Louisiana has just enacted a law stopping insurers or their pharmacy benefit managers from requiring or pressuring in-network providers to accept "white bagging" of physician-administered drugs. | Shutterstock

In First of Its Kind Legislation, Louisiana Cracks Down on White-Bagging Requirements

Louisiana Gov. John Bel Edwards (D) has signed legislation stopping insurers or their pharmacy benefit managers from requiring or pressuring in-network providers to obtain physician-administered drugs exclusively from pharmacies in the insurer’s network.

SB 191, which took effect June 1, also bars insurers or PBMs from requiring beneficiaries to pay a fee or any other increased cost-sharing amount to obtain a physician-administered drug when provided by a participating provider. The bill also limits payers and PBMs’ ability to restrict patient choice over where to receive physician-administered drugs.

State Sen. Heather Cloud (R), the bill’s primary sponsor, said it “prevents insurance companies from forcing patients to choose lower quality sites of care for their infusions,” and ends “the disturbing trend of forcing doctors” to obtain physician administered drugs by mail.

“We should never put profits over patients,” Cloud said. “This law is the first of its kind to pass any state legislature.”

Cloud’s bill says insurers or PBMs cannot condition, deny, restrict, refuse to authorize or approve, or reduce payment to participating providers for physician-administered drugs “because the participating provider obtains physician-administered drugs from a pharmacy that is not a participating provider in the health insurance issuer’s network.” Payment must be set at the applicable specified rate in the insurer’s agreement with the provider or, if not such rate is included in the agreement, then at wholesale acquisition cost.

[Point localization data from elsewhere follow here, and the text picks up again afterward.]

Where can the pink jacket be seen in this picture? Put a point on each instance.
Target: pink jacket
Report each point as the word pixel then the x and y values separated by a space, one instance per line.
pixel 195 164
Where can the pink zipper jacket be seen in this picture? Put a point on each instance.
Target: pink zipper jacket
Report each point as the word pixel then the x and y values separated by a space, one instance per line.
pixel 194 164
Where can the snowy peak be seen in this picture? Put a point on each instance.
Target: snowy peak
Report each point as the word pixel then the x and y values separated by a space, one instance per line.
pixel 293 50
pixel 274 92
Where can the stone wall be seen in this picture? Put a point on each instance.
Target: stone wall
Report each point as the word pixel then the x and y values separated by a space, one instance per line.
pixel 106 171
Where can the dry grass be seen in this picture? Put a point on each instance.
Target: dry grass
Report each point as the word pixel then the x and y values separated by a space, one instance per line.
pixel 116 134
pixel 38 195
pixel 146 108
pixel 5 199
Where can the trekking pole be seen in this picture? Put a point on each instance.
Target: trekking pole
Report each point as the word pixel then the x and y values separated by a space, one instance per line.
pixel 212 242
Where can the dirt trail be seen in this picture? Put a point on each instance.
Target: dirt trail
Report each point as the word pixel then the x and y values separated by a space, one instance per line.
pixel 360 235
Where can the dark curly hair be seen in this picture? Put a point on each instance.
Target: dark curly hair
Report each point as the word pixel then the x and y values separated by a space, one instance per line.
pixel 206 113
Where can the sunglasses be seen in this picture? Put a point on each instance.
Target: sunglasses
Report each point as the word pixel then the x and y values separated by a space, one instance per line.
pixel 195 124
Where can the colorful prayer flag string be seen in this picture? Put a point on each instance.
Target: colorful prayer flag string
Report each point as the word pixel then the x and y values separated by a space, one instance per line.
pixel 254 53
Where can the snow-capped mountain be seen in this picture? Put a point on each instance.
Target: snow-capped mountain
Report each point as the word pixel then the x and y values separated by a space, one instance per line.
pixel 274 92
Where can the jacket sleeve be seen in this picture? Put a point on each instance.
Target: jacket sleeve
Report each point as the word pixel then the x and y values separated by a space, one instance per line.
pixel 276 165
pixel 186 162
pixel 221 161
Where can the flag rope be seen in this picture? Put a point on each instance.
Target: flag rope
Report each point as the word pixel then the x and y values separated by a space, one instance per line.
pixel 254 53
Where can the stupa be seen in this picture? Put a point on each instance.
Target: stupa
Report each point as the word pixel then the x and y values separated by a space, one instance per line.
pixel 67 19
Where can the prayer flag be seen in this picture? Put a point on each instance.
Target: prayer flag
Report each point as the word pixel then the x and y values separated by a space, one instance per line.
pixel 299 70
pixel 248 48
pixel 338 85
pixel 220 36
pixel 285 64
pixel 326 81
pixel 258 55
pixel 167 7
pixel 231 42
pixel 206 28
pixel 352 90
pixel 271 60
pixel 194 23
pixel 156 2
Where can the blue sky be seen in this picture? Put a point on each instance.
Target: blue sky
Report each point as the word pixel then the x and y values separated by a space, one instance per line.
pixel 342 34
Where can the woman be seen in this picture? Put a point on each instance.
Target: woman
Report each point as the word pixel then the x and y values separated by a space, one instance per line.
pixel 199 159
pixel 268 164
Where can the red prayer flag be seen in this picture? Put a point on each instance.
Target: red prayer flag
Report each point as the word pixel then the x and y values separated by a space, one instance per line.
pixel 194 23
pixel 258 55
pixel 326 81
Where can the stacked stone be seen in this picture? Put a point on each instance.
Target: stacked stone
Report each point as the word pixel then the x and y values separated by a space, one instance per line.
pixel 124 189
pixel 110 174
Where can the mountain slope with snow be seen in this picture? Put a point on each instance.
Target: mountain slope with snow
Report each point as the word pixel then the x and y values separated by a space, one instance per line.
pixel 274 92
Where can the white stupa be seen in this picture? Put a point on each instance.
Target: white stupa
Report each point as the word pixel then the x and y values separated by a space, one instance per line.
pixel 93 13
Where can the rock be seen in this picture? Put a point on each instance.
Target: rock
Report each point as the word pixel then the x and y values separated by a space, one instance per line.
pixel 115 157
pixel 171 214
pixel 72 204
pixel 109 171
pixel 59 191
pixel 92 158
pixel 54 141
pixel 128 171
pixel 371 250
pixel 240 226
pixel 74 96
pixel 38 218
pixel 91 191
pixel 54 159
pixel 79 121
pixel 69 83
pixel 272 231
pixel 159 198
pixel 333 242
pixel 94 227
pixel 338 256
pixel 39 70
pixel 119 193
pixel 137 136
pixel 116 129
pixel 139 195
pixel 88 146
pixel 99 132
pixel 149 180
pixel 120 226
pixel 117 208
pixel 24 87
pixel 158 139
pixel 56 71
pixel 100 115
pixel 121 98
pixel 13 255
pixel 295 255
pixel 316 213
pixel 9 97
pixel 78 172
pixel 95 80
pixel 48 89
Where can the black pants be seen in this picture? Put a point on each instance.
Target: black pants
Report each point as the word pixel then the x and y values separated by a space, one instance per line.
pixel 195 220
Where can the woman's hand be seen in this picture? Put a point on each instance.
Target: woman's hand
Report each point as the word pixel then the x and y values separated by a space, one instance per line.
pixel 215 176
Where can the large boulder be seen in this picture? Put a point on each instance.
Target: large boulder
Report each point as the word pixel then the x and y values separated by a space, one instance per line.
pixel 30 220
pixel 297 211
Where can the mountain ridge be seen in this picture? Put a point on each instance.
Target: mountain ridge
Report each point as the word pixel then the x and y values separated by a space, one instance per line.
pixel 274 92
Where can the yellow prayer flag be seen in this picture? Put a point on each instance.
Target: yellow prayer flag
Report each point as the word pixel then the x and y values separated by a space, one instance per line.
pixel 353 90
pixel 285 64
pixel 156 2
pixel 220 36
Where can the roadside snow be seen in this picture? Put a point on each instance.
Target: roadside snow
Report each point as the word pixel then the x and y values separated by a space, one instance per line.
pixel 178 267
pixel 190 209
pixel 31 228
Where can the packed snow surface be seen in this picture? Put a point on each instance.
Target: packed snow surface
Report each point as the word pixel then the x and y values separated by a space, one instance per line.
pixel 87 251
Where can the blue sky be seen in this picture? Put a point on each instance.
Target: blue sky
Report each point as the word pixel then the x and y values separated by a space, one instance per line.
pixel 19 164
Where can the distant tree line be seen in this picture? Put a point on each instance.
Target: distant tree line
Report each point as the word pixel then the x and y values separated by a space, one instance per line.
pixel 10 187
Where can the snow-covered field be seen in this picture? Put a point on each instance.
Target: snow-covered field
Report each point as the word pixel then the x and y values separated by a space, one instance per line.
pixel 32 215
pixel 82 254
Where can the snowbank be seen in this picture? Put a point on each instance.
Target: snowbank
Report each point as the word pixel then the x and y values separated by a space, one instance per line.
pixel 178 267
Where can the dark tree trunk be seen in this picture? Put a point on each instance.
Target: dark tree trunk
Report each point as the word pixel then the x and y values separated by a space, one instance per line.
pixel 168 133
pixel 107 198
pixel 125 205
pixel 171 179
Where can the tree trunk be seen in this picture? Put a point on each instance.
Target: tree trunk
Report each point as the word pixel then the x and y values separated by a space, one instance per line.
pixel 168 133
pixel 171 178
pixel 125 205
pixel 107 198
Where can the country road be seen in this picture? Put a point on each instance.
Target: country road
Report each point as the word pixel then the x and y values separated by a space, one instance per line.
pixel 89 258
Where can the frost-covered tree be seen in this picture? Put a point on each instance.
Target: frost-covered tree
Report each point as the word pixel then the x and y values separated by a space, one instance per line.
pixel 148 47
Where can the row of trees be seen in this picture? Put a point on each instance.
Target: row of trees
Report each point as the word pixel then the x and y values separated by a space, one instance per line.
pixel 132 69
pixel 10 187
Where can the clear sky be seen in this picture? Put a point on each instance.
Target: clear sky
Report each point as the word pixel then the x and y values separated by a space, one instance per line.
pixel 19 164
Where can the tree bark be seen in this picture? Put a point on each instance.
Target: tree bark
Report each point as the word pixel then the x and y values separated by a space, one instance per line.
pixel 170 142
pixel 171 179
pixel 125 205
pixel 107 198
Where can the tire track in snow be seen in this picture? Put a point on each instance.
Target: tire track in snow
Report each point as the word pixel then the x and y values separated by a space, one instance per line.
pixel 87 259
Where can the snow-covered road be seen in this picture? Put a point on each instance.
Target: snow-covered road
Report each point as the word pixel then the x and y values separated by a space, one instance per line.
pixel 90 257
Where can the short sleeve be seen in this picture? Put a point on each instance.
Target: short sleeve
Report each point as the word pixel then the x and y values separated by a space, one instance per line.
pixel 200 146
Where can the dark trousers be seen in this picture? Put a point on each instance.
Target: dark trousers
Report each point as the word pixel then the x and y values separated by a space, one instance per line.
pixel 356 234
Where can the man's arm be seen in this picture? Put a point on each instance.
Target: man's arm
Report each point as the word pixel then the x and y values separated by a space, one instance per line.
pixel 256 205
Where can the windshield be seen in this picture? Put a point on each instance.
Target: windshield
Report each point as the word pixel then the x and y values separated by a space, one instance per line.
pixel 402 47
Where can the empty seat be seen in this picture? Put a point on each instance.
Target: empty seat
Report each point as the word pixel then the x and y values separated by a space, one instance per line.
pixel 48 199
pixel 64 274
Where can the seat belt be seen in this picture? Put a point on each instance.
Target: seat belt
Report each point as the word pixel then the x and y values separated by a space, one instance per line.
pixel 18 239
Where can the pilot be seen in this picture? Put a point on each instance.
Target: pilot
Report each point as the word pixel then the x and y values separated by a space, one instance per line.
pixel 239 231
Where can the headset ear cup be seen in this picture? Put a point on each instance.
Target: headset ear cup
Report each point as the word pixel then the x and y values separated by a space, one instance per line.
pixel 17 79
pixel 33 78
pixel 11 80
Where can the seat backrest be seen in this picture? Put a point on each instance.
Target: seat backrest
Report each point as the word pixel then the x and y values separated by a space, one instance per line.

The American Hospital Association, ASHP (American Society of Health-System Pharmacists), and others warn that payer-mandated “white bagging” policies compromise patient safety and weaken efforts to keep counterfeit drugs out of the supply chain. Hospital groups also say when insurers or PBMs stop or obstruct 340B hospitals using in-house or contract specialty pharmacies to buy and bill for specialty drugs, they keep the hospitals from generating income that Congress expressly wanted them to have when it created 340B.